Однако, время шло, а чаемая Иваном Афанасьевичем «зверинка» не приходила. Напротив. Как всякая очень здоровая женщина, Виктория Павловна обрела в ношении плода дар совершенной половой бесстрастности. Чем дальше шли ее недели, тем немее молчали чувственные желания, тем дальше уходила от них мысль, тем глубже успокаивалась плоть, сосредоточившая свою жизнь на выработке новой, зреющей к нарождению, плоти, тем чище высветлялось, будто роняя с себя ветхую грязную чешую, сердце, инстинктивно освящаемое приближением нового материнства…
Мирная жизнь в Христофоровке очень согласно слилась с тихим настроением Виктории Павловны. На новом поселе она с дочерью очутились как бы отрезанными от своего мирка в Рюрикове. Карабугаевы, со всею своею ордою, были уже на Урале и, в обычном энтузиазме к новому делу, возвращали реке Мрее судоходные качества. Василиса уехала по семейным делам на родину, в Олегов. Аня Балабоневская отправилась в Дуботолков — присмотреться к будущему месту своей службы — и что-то там застряла. Зоя Турчанинова не любила Викторию Павловну и, хотя обещала сестре проведывать Феничку, но, за множеством хлопот по пансиону, все не успевала. Был однажды отец Маврикий, но очень на короткое время, невнимательный и грустный, в ожидании личного большего горя, потому что у него задумала умирать его, двадцать лет безногая, параличная старуха-протопопица… Так что единственным гостем из Рюрикова христофоровские отшельницы имели того, кому, конечно, и всего приличнее и естественнее было им быть: главу дома, законного супруга и родителя, Ивана Афанасьевича Пшенку.
По воскресеньям Иван Афанасьевич аккуратно являлся к семье на дачу с двухчасовым поездом — пил чай, ужинал — и отбывал с вечерним, девятичасовым. Вел он себя, в побывки свои, безукоризненно. С Викторией Павловной был изысканно любезен и услужлив, но без малейшего оттенка навязчивости или, сохрани Боже, фамильярности.

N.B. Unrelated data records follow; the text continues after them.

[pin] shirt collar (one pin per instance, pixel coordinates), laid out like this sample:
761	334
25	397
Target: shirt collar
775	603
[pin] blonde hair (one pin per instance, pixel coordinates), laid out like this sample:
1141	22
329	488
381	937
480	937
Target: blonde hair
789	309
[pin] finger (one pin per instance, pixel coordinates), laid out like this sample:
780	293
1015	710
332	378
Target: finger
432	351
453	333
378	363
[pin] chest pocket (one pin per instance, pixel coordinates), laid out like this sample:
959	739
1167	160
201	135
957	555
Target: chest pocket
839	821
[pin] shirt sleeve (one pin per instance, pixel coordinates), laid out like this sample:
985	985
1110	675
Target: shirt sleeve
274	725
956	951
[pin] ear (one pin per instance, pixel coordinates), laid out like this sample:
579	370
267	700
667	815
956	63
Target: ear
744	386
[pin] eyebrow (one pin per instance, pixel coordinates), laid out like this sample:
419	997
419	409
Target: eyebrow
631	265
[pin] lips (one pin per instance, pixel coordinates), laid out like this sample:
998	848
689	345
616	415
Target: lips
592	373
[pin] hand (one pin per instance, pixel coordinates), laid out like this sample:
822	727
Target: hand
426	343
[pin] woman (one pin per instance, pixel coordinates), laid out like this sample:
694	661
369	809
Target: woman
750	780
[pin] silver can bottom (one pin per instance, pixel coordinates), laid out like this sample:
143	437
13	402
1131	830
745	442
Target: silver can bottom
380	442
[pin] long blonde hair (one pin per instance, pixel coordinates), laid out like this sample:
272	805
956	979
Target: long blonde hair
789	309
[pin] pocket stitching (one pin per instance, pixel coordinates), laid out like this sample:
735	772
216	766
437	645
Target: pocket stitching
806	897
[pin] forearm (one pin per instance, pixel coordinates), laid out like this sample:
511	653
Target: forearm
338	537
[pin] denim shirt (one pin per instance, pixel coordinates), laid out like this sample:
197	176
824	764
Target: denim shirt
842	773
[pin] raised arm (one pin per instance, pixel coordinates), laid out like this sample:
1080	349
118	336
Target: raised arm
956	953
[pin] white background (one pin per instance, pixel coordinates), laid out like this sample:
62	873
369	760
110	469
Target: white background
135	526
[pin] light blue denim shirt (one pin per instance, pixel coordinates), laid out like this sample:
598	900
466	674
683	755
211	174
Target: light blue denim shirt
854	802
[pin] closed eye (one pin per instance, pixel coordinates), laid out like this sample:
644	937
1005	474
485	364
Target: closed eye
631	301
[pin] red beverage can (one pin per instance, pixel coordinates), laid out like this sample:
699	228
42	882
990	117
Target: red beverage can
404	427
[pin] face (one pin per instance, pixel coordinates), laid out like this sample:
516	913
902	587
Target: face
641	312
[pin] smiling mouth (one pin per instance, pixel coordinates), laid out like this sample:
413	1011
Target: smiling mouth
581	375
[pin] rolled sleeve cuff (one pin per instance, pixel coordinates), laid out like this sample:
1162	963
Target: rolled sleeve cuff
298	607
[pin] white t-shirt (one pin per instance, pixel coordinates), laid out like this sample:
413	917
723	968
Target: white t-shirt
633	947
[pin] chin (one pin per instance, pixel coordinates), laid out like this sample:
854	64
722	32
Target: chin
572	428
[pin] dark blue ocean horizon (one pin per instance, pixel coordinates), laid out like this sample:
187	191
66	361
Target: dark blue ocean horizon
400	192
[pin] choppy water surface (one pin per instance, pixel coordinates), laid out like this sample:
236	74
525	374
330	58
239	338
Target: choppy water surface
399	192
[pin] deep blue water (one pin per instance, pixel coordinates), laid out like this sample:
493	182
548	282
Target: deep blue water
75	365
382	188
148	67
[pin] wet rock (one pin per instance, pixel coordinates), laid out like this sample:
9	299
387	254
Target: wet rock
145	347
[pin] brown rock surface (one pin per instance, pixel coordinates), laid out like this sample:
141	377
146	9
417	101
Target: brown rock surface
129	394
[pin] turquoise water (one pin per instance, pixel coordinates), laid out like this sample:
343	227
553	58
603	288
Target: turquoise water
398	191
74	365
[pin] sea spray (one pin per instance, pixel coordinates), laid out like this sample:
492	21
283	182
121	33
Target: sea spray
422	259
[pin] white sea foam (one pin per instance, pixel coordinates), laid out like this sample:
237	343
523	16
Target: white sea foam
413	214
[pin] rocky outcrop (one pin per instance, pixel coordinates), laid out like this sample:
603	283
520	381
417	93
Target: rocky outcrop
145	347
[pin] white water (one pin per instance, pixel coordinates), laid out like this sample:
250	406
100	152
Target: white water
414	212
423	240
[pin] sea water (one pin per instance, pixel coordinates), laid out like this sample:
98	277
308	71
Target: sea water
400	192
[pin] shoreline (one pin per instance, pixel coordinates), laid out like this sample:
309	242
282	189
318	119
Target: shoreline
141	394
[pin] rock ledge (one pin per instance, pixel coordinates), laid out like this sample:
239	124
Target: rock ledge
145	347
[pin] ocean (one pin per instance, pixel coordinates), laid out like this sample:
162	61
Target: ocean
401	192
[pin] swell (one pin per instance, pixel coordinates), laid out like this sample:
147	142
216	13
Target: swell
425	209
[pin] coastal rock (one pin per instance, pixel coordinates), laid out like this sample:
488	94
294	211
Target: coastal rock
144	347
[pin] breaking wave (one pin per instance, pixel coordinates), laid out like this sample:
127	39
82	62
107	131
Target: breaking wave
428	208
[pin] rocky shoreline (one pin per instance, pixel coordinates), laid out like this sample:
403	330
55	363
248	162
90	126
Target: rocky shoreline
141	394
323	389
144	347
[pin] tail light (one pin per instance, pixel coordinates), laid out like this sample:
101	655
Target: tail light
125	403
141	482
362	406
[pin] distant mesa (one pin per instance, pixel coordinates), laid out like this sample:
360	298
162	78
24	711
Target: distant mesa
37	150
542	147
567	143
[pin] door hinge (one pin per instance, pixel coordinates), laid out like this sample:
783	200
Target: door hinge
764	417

Феничке привозил игрушки, книжки, конфекты и, вообще, заметно, старался войти к ней в милость и ее к себе приручить, что ему, однако, не очень удавалось. Девочка его не дичилась, но, все, как-то уж очень серьезно и с недоверием его изучала, будто существо особой породы, и видимо, трудно находила папаше место в своем и матери быту… Виктория Павловна была очень довольна установившимся безобязательиым спокойствием своих супружеских отношений. За то новая молодая нянька Фенички, Акулина, веселая деревенская вдовка, никак не могла понять, в какую это странную семью она попала: барин с барыней как будто между собою не в ссоре, а сожительства не имеют. Ну, что она с дочерью на даче, а он в городе и приезжает только по праздникам, — это еще куда ни шло: мужчина, человек занятой, дожат быть, держит его служба или торговля. Но вечерние отъезды Ивана Афанасьевича, в праздники, с дачи обратно в город, потрясали Акулину изумлением, прямо-таки гневным:
— Да что он, козел старый? обезумел, что ли? куда бзырит, на ночь глядя? От этакой-то королевы!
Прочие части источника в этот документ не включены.